화학공학소재연구정보센터
Energy & Fuels, Vol.33, No.7, 6205-6214, 2019
Coke Yield Prediction Model for Pyrolysis and Oxidation Processes of Low-Asphaltene Heavy Oil
Accurate prediction of coke yield is the basis for simulation and operation of the in situ combustion process. In view of the low asphaltene content of heavy oil in China, this study established coke yield prediction models for the pyrolysis and oxidation processes of low-asphaltene heavy oil based on the coking characteristics of the main fractions, including saturates (S), aromatics (A), and resins (R). The models were verified by the experimental coke yields of heavy oils using a fixed-bed reaction system. The prediction model for the pyrolysis process included evaporation rate equations and kinetic equations for coking reactions. Besides the same parts with pyrolysis, the model for the oxidation process included the kinetic equation of coke oxidation. The evaporation rate equations were determined by fitting the mass loss rate in the evaporation range of thermogravimetric analysis (TGA) pyrolysis results with a maximum error of 6%. The kinetic parameters for the conversion of each fraction to the coke precursor were determined by the isoconversional method based on TGA results of the separated SAR fractions.
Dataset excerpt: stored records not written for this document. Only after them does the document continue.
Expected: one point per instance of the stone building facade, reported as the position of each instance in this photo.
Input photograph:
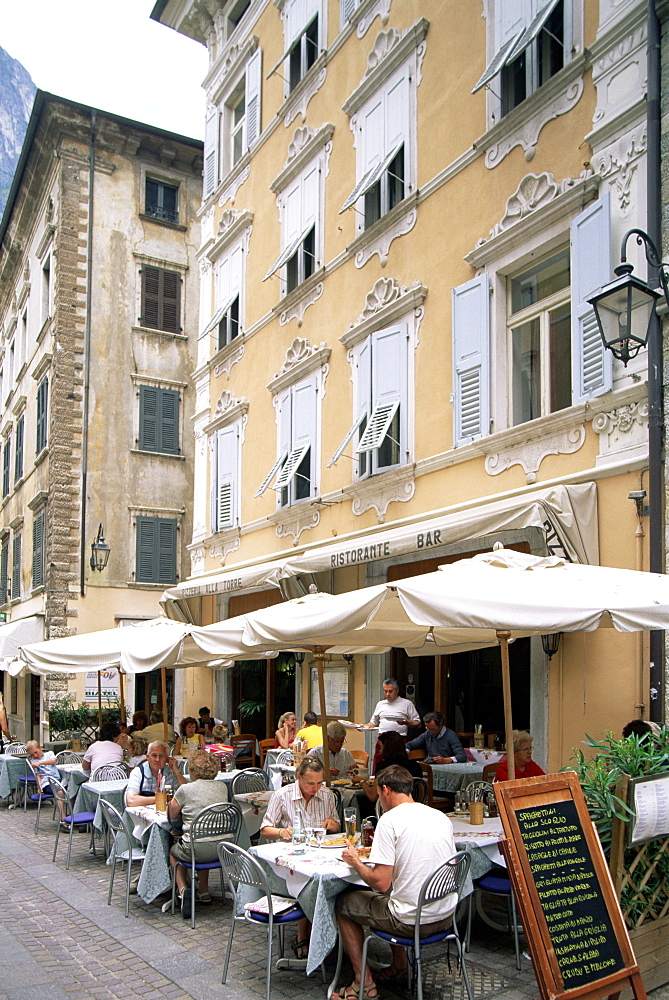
(98, 323)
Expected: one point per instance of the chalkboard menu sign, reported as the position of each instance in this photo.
(570, 913)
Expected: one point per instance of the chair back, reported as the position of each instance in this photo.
(250, 781)
(69, 757)
(110, 772)
(477, 790)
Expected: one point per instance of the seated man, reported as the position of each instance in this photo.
(310, 731)
(341, 761)
(410, 843)
(141, 789)
(156, 731)
(440, 743)
(318, 809)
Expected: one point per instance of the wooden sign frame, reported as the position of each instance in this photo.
(570, 912)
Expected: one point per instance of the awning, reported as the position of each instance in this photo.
(567, 515)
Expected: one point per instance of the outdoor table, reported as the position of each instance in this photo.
(454, 777)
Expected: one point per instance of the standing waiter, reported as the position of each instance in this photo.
(392, 714)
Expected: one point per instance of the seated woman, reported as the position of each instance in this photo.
(522, 758)
(393, 752)
(107, 749)
(189, 799)
(286, 731)
(189, 738)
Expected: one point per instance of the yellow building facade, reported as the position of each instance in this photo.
(406, 205)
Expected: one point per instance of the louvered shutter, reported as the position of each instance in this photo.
(38, 551)
(592, 366)
(210, 154)
(167, 551)
(169, 421)
(253, 83)
(16, 566)
(148, 418)
(150, 297)
(471, 368)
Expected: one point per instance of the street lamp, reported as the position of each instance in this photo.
(624, 308)
(99, 552)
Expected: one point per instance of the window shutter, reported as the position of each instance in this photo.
(210, 153)
(169, 421)
(16, 566)
(150, 296)
(592, 367)
(148, 418)
(167, 551)
(471, 375)
(171, 284)
(38, 551)
(253, 84)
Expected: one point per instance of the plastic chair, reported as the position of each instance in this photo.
(114, 822)
(214, 822)
(496, 883)
(449, 878)
(242, 869)
(70, 820)
(250, 781)
(110, 772)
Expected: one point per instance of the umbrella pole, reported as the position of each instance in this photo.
(319, 656)
(163, 684)
(503, 638)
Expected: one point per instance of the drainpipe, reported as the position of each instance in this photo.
(87, 358)
(655, 401)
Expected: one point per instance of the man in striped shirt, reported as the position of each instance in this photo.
(317, 803)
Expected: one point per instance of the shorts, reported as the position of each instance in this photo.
(371, 908)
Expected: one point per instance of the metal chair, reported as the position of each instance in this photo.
(70, 820)
(250, 781)
(223, 820)
(240, 868)
(119, 855)
(110, 772)
(448, 879)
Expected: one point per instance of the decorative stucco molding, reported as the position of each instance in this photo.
(623, 432)
(378, 492)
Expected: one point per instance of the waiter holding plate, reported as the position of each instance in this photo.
(394, 714)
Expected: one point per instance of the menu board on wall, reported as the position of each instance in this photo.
(572, 919)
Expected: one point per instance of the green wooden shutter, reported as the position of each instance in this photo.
(38, 550)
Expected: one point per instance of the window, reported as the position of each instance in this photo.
(225, 478)
(529, 49)
(4, 570)
(6, 465)
(162, 200)
(301, 229)
(16, 567)
(161, 299)
(156, 550)
(294, 473)
(18, 453)
(383, 130)
(381, 399)
(39, 524)
(552, 352)
(42, 414)
(158, 419)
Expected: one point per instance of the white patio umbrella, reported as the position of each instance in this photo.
(489, 598)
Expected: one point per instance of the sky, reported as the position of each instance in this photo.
(109, 54)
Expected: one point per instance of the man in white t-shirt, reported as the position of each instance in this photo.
(410, 843)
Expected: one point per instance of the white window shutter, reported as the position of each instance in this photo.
(471, 365)
(210, 154)
(592, 367)
(253, 89)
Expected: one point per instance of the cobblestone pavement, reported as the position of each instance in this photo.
(60, 941)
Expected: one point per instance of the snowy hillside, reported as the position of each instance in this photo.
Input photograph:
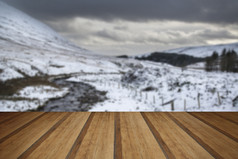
(19, 28)
(40, 70)
(203, 51)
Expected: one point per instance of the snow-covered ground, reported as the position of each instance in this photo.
(30, 49)
(30, 98)
(127, 92)
(204, 51)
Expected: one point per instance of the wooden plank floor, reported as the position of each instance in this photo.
(118, 135)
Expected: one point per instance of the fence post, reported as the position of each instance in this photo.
(172, 105)
(219, 99)
(199, 106)
(184, 104)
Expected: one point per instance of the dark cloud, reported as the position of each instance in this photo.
(220, 34)
(212, 11)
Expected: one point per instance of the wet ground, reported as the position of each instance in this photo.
(81, 97)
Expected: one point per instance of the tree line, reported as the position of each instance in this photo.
(226, 62)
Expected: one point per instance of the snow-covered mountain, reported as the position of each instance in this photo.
(41, 70)
(21, 29)
(203, 51)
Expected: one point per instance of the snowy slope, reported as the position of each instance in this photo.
(31, 50)
(17, 27)
(203, 51)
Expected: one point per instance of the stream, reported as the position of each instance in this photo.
(81, 97)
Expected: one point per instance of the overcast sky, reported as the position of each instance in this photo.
(116, 27)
Considering the interactions among fractions during oxidation, this study included mixtures of SAR fractions as the samples and obtained the mass loss results of a single SAR by subtraction. The activation energies of SAR pyrolysis range from 99 to 180 kJ/mol and those of SAR oxidation range from 92 to 130 kJ/mol. The kinetic parameters of coke from the coke precursor were obtained by temperature-programmed coking data of a prepared intermediate, with an activation energy of 177 kJ/mol in an inert atmosphere and 65 kJ/mol in an oxidizing atmosphere. The kinetic parameters of coke oxidation were derived by the isothermal kinetic method in TGA, with an activation energy of 136 kJ/mol. The experimental coke yields of Fengcheng and Hongqian heavy oils under various pyrolysis and oxidation conditions were predicted by this model with an error around 10%, indicating that this model could be successfully applied to the prediction of the coking process of low-asphaltene heavy oil under complex conditions.